I ought not to have felt so intensely anxious as I watched those bushy eyebrows knitting themselves over a meagre list of names and dates. The dead man’s patients had been numerous, and most of them no doubt had come and gone without the least suspicion of anything irregular in the doctor’s practice, and without compromising themselves by any indiscrete confidences. What evidence could such a book afford against anyone? Still, I was uneasy. My instinct warned me that Tarleton would find some information that he needed in those pages. And my observation told me presently that he had found it.

“Listen, Cassilis. Most of these appointments seem to be perfectly innocent and normal. But there are certain names occurring more than once that have numbers attached to them. What do you make of this?—Sir George Castleton, 17; he has been coming once a fortnight. Mrs. Worboise, 21; about once a month. Miss Julia Sebright, 8; she seems to have dropped off. Colonel Gravelinas, 26; h’m. Mrs. Baker, 35; rather more recent than the others. Lady Violet Bredwardine—what is the matter?”

I jerked myself round towards the door of the room. “I thought I heard someone outside.”

By a stroke of good luck someone was. The door opened as I spoke, and Sarah Neobard appeared with a hat on ready to go out.

Tarleton quietly closed the book and placed it in his pocket under her eyes.

“I am taking Dr. Weathered’s appointment-book, Miss Neobard. I shall have to make inquiries about some of his patients.”

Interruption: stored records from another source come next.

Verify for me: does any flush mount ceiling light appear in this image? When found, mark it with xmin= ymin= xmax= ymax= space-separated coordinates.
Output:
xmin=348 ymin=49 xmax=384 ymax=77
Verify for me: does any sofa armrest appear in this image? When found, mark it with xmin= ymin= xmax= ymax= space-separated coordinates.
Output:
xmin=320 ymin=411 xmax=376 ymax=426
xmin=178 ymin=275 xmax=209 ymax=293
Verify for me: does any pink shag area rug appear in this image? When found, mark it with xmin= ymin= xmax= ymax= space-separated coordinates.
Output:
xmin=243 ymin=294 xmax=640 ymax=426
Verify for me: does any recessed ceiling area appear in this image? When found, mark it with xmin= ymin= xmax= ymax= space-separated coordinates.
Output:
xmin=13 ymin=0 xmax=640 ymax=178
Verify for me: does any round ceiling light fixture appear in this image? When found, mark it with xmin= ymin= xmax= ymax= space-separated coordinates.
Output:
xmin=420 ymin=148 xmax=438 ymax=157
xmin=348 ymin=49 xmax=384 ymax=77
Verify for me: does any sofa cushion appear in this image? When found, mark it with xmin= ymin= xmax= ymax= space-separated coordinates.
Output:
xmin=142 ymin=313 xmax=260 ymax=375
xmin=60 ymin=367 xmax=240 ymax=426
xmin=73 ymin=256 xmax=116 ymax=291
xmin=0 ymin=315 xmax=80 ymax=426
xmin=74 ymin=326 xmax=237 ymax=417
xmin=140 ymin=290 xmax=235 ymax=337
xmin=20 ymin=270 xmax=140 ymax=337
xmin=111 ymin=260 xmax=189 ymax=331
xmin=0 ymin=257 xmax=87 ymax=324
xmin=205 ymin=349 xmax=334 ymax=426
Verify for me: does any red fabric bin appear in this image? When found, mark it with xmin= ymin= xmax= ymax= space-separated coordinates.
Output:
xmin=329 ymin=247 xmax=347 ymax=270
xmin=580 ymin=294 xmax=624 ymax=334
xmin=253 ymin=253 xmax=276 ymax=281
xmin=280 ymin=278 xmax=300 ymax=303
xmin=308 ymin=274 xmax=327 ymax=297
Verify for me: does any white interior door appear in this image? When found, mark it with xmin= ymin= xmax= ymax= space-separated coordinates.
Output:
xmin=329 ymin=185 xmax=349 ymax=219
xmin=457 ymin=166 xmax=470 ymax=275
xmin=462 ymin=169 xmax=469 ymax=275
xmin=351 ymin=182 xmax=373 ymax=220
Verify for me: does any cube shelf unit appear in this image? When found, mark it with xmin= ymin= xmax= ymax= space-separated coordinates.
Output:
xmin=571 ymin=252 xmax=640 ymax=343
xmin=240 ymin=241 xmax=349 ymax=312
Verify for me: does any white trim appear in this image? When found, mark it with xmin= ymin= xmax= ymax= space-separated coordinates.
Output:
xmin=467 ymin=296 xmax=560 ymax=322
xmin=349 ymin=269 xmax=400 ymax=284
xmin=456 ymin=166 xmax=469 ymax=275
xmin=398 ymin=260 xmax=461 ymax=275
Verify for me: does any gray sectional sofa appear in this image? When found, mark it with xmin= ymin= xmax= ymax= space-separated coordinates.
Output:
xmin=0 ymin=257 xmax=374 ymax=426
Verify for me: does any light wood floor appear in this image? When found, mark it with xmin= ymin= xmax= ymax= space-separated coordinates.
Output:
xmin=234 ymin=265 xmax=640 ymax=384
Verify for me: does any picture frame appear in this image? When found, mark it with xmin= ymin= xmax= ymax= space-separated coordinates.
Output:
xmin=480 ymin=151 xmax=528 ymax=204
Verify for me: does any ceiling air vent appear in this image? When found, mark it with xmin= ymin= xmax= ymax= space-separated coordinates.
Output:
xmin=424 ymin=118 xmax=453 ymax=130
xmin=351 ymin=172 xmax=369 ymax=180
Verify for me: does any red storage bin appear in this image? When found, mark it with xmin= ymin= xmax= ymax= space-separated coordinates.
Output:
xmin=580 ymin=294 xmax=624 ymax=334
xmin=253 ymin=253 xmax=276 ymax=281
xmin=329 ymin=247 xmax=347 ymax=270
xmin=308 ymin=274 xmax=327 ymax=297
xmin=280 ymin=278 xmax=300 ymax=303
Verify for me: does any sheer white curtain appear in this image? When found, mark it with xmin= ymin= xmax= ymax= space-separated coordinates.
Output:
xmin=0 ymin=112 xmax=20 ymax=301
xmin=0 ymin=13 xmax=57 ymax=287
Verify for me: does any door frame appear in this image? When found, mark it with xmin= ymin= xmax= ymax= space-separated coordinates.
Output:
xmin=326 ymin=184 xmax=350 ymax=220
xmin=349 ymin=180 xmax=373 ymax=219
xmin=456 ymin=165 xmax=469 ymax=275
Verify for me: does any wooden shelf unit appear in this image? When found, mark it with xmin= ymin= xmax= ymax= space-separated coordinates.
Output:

The stately Sarah’s eyes flashed vindictively. “You are welcome to any information I can give you about them, Sir Frank. One of them is at the bottom of this crime, you may be sure.”

Tarleton lifted his eyebrows. “We don’t yet know that it is a crime—in that sense,” he said with an air of doubt. “Dr. Weathered seems to have been drugged by someone who wanted to get his keys. But whoever did it may not have meant to give a fatal dose.”

I listened anxiously. I was puzzled to understand the specialist’s theory. Did he consider that Weathered had succumbed to a dose that would not have killed a man in ordinary health? And if so, was his death due to some organic weakness, as I had myself suggested when we were viewing the corpse? Or was it possible that Weathered was in the habit of taking the pellets found upon him, after all, and that he had just absorbed such a quantity of the poison into his system that the extra dose proved mortal in consequence? My experience was not enough to enable me to form a decided opinion of my own on either of these alternatives.

While these thoughts were passing through my mind Miss Neobard was scrutinizing my companion’s face with suspicion.